We realize of course this is all pertinent exposition. Nat Harbin (Duryea) and his cronies plan to get within the iron gates of her mansion and run off with as much as they can. However, they know they only have 15 minutes to pull the job while Sister Sarah watches her favorite news broadcast. That’s not much time barring any further complications…

It’s such a sweltering opening full of tension and real dramatic heat. Surely, the movie cannot maintain this kind of fervid criminal activity for the rest of the movie. Of course, it can’t and part of this is the function of the story.

They get the loot but now they must wait it out — we watch their nerves and relationships unravel around them — as the authorities begin their search. Except it feels less and less like your typical police procedural. It has more going for it — partially thanks to David Goodis’s script.

The pieces don’t all fit together seamlessly. They sort of bump up against one another and slide into place. It’s not always taut, cogent, or particularly pithy, but there’s an inbred existentialism and weariness dancing around the corners; it’s difficult to shake.

This melds quite well with the grungy, sweaty cinematography that feels suitable for the burgeoning TV market. At one time it can be both claustrophobic and artful in its construction of mise en scene. It’s the antithesis of decadence, but that doesn’t mean the frame isn’t packed with intriguing visual landscapes.

Martha Vickers also gets her second noteworthy femme fatale role a decade after The Big Sleep — too bad she couldn’t be bequeathed more of them. She had a knack, and it’s no different in The Burglar, although she doesn’t show up until well into the movie.

Simultaneously, the manhunt continues and Nat finds himself being tailed by a shadowy stalker who seems to have a far more private interest in what they are doing. If neither one of these threats comes to fruition, then the gang will probably end up imploding out of mutual distaste. Though they work together out of necessity, they also come to loathe each other’s guts, especially in such close proximity under constant duress.

Duryea is protective of Mansfield, but it’s more of an obligation than affection. He’s made a vow now buried in their past somewhere. He sends her off to Atlantic City for her own safety, but as the movie bowls over, he has no recourse to follow her there, regardless of the danger he brings in his wake.

Coney Island-like atmosphere provides a wonderful visual contradiction to play off the criminal elements that hold the impending tinge of noir-filled doom. It uses the shrieks and ghoulish attractions of a carnival show like many of its great noir predecessors — Brighton Rock, Lady from Shanghai, Woman on the Run, and Strangers on The Train all spring to mind. It certainly deserves at least a mention in this company.

Duryea and Mansfield make full use of the place going from the boardwalk to a house of horrors to a water show, and as the benches clear out and they’re left alone in the cavernous space, it signs the end of the story with one fatalistic final act. Of course, it feels like a foregone conclusion. These pictures rarely end another way. The inevitable catches up with them.

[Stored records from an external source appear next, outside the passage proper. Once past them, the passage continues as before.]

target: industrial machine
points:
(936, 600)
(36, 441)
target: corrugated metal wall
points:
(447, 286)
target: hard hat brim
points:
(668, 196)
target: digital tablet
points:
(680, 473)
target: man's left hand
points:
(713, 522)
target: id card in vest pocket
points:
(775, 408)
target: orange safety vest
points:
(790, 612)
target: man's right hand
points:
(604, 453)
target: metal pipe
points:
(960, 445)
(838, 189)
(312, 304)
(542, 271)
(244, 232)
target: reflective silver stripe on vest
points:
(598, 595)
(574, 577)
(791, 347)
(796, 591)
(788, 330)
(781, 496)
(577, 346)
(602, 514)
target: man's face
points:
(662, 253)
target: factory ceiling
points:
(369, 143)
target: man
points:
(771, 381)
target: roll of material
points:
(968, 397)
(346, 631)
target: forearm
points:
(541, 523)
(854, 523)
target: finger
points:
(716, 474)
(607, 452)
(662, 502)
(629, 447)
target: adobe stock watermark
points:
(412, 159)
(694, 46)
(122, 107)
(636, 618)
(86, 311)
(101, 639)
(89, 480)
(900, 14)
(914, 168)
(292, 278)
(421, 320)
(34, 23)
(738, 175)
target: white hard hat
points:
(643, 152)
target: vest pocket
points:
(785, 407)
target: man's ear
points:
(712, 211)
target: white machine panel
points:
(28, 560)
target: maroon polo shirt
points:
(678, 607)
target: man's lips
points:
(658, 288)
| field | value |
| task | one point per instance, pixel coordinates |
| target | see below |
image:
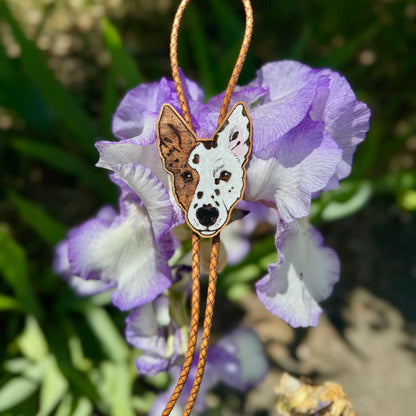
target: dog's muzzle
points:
(207, 215)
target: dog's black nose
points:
(207, 215)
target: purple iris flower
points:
(152, 329)
(307, 124)
(128, 251)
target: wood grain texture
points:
(208, 174)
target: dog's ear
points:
(235, 132)
(176, 141)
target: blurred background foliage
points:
(65, 65)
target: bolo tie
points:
(185, 158)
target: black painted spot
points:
(225, 175)
(187, 176)
(207, 215)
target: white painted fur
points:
(216, 188)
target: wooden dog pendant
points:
(208, 175)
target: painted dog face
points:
(208, 174)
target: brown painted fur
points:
(176, 142)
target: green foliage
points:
(62, 355)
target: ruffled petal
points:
(208, 116)
(120, 156)
(288, 172)
(150, 328)
(346, 119)
(136, 116)
(130, 116)
(305, 274)
(153, 195)
(80, 286)
(124, 254)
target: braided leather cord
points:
(236, 71)
(209, 311)
(193, 334)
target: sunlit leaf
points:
(13, 267)
(117, 387)
(64, 162)
(32, 342)
(21, 388)
(54, 385)
(106, 332)
(16, 391)
(336, 210)
(9, 303)
(17, 365)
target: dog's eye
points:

But what I will remember indelibly are some of the individual shots. The Burglar has some of the most epic perspective shots I can recall in recent memory. They punctuate the film like many of the close-ups, and we are left with something so resolutely impactful. It feels like a flawed diamond in the rough. It’s the kind of unwonted gem you won’t soon forget even as the blemishes slowly fade away.